Question 7.4.1: Finding Equilibrium Solutions of a System of Equations Find ...
Finding Equilibrium Solutions of a System of Equations
Find and interpret all equilibrium solutions of the predator-prey model
\left\{\begin{array}{l}x^{\prime}(t)=0.2 x(t)-0.1[x(t)]^2-0.4 x(t) y(t) \\y^{\prime}(t)=-0.1 y(t)+0.1 x(t) y(t),\end{array}\right.where x and y represent the populations (in hundreds of animals) of a prey and a predator, respectively.
If (x, y) is an equilibrium solution, then the constant functions x(t) = x and y(t) = y satisfy the system of equations with x′(t) = 0 and y′(t) = 0. Substituting into the equations, we have
0=0.2 x-0.1 x^2-0.4 x y0=-0.1 y+0.1 x y
This is now a system of two (nonlinear) equations for the two unknowns x and y. There is no general method for solving systems of nonlinear algebraic equations exactly. In this case, you should solve the simpler equation carefully and then substitute solutions back into the more complicated equation. Notice that both equations factor, to give
0=0.1 x(2-x-4 y)0=0.1 y(-1+x).
The second equation has solutions y = 0 and x = 1. We now substitute these solutions one at a time into the first equation.
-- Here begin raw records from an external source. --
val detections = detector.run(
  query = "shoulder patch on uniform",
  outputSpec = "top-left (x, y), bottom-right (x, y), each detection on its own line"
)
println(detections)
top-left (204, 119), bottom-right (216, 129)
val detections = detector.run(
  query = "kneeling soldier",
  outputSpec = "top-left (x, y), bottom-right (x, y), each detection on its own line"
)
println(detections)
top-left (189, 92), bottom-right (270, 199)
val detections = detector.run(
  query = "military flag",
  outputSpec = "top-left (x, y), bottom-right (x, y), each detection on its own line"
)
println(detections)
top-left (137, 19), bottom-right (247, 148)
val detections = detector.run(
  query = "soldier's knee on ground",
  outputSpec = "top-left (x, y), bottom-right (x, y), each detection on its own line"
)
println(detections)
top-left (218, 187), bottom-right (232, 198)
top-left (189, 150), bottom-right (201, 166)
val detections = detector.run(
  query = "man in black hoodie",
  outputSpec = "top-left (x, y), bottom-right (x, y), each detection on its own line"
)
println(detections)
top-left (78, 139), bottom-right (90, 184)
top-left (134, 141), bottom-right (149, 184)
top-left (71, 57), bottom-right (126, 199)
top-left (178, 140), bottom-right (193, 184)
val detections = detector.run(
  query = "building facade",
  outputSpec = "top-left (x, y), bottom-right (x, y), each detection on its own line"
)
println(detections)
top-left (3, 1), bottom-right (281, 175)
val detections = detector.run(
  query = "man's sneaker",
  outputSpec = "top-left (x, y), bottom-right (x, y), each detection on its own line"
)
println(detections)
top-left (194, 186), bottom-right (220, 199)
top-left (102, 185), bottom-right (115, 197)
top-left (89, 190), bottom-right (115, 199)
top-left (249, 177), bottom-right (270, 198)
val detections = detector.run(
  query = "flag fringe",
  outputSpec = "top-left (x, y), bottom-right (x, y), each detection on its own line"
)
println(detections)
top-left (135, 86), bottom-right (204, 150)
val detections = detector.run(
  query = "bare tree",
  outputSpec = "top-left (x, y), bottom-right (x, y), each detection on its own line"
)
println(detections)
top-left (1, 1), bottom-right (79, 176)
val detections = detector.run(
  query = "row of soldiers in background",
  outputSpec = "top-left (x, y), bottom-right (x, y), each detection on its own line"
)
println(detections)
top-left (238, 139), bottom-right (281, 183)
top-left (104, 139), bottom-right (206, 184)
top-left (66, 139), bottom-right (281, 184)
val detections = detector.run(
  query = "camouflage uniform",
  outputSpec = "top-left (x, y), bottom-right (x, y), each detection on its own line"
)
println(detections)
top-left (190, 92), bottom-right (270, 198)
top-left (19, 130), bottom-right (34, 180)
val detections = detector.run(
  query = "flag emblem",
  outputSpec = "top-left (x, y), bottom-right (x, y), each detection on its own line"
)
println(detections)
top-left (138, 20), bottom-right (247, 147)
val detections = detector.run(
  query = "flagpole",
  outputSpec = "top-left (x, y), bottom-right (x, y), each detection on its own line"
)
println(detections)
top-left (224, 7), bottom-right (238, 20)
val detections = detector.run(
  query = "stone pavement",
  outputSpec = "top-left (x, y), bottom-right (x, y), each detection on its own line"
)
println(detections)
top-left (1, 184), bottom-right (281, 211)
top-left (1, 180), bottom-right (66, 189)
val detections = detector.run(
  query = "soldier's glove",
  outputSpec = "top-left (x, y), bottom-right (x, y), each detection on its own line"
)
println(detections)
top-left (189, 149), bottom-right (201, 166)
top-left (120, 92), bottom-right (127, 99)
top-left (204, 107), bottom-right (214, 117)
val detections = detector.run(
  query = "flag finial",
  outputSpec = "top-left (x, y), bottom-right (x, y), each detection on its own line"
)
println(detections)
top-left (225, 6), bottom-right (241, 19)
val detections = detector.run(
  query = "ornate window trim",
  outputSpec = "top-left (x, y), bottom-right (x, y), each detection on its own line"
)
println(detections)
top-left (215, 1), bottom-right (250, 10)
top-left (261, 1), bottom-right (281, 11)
Taking y = 0, the first equation becomes 0=0.1 x(2-x), which has the solutions x = 0 and x = 2. This says that (0, 0) and (2, 0) are equilibrium solutions of the system. Note that the equilibrium point (0, 0) corresponds to the case where there are no predators or prey, while (2, 0) corresponds to the case where there are prey but no predators. Taking x = 1, the first equation becomes 0=0.2-0.1-0.4 y, which has the solution y=\frac{0.1}{0.4}=0.25. A third equilibrium solution is then (1, 0.25), corresponding to having both populations constant, with four times as many prey as predators. Since we have now considered both solutions from the second equation, we have found all equilibrium solutions of the system: (0, 0), (2, 0) and (1, 0.25).